Re: [PATCH 3/5] ipmi: ssif_bmc: fix message desynchronization after truncated response
From: Jian Zhang
Date: Fri Apr 03 2026 - 04:17:00 EST
> 2026年4月3日 15:22,Quan Nguyen <quan@xxxxxxxxxxxxxxxxxxxxxx> 写道:
>
>
>
> On 2/4/26 18:04, Jian Zhang wrote:
>> A truncated response, caused by host power-off, or other conditions,
>> can lead to message desynchronization.
>> Raw trace data (STOP loss scenario, add state transition comment):
>> 1. T-1: Read response phase (SSIF_RES_SENDING)
>> 8271.955342 WR_RCV [03] <- Read polling cmd
>> 8271.955348 RD_REQ [04] <== SSIF_RES_SENDING <- start sending response
>> 8271.955436 RD_PRO [b4]
>> 8271.955527 RD_PRO [00]
>> 8271.955618 RD_PRO [c1]
>> 8271.955707 RD_PRO [00]
>> 8271.955814 RD_PRO [ad] <== SSIF_RES_SENDING <- last byte
>> <- !! STOP lost (truncated response)
>
> Honestly, I have a little concern about if there is the case.
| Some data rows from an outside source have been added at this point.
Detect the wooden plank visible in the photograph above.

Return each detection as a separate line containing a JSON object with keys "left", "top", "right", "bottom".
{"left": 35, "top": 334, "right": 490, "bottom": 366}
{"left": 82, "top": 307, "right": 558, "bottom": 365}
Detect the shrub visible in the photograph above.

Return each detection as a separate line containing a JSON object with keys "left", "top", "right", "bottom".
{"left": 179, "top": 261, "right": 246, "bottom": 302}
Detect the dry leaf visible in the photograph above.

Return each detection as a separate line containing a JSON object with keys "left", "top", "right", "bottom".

What I think is that if there was no ACK (SCA is not pull low by Controller) on the 9th clock pulse while Target sending data to bus. Target will release SDA line, eventually, there will be a STOP condition and a SLAVE_STOP event should be emitted.
The concern is valid under normal I2C operation where the controller
continues to drive the clock and issues a NACK, which guarantees a STOP
condition.
However, the scenario described here is different:
- The controller may be powered off or reset abruptly
- SCL may stop toggling before the 9th clock
- As a result, no ACK/NACK phase is completed
- Therefore, no STOP condition is generated on the bus
In such cases, the target state machine may remain in
SSIF_RES_SENDING without receiving a SLAVE_STOP event,
leading to desynchronization.
Additionally, based on my previous experience with MCTP over I2C,
during events like I2C_SLAVE_READ_REQUESTED, I2C_SLAVE_WRITE_REQUESTED, I2C_SLAVE_READ_PROCESSED, and I2C_SLAVE_WRITE_RECEIVED,
various abnormal conditions—such as power loss, firmware bugs, or I2C bus hangs—can interrupt the signaling.
Therefore, we cannot assume that a STOP condition will always be observed.
The current change addresses this by allowing the state machine, when in SSIF_ABORTING,
to handle a newly detected command request and proceed accordingly.
- Jian
>
> - Quan